The framework of bones and cartilage which gives shape and support to the body an animal is called skeleton. Skeletal structure is composed of hard material which is made up of calcium called bones. The human skeleton is made up of 206 bones. In human beings, the skeleton is present in side the body, so it is called endoskeleton.
The framework of bones and cartilage which gives shape and support to the body an animal is called skeleton. Skeletal structure is composed of hard material which is made up of calcium called bones. The human skeleton is made up of 206 bones. In human beings, the skeleton is present in side the body, so it is called endoskeleton.
Throughout history, the symbol of the skull and crossbones has served as a representation of mortality, likely owing to the fact that following death and decay, bones are the sole remnants. Many individuals perceive bones as inert, desiccated, and fragile. While these attributes accurately portray the bones of a preserved skeleton, the bones within a living human being are profoundly alive. Living bones exhibit strength and flexibility, serving as the primary components of the skeletal system.

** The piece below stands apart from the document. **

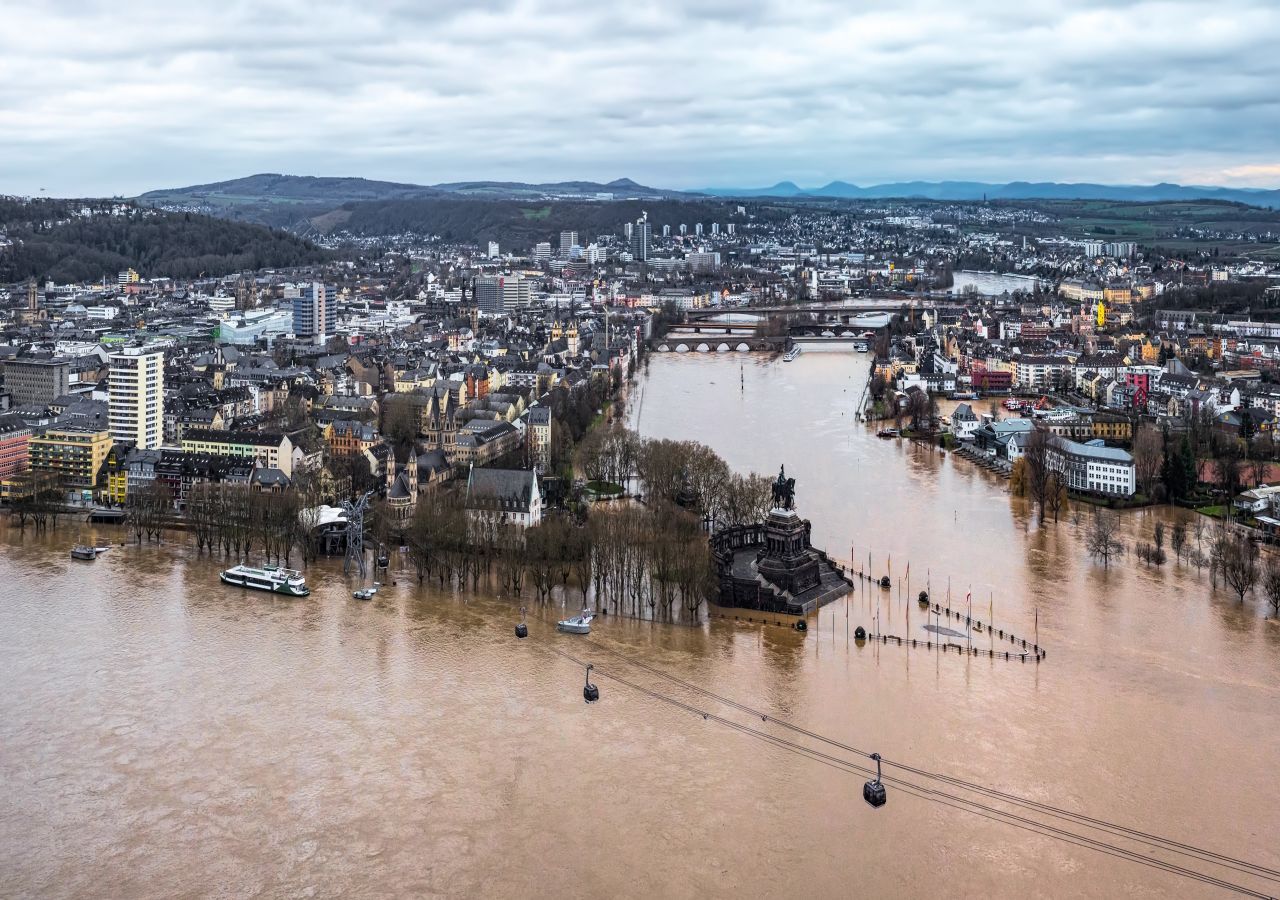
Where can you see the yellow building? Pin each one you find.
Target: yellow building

A joint is an articulation between two bones in the body and are broadly classified by the tissue which connects the bones. The three main types of joints are: synovial, cartilaginous and fibrous.
Throughout history, the symbol of the skull and crossbones has served as a representation of mortality, likely owing to the fact that following death and decay, bones are the sole remnants. Many individuals perceive bones as inert, desiccated, and fragile. While these attributes accurately portray the bones of a preserved skeleton, the bones within a living human being are profoundly alive. Living bones exhibit strength and flexibility, serving as the primary components of the skeletal system.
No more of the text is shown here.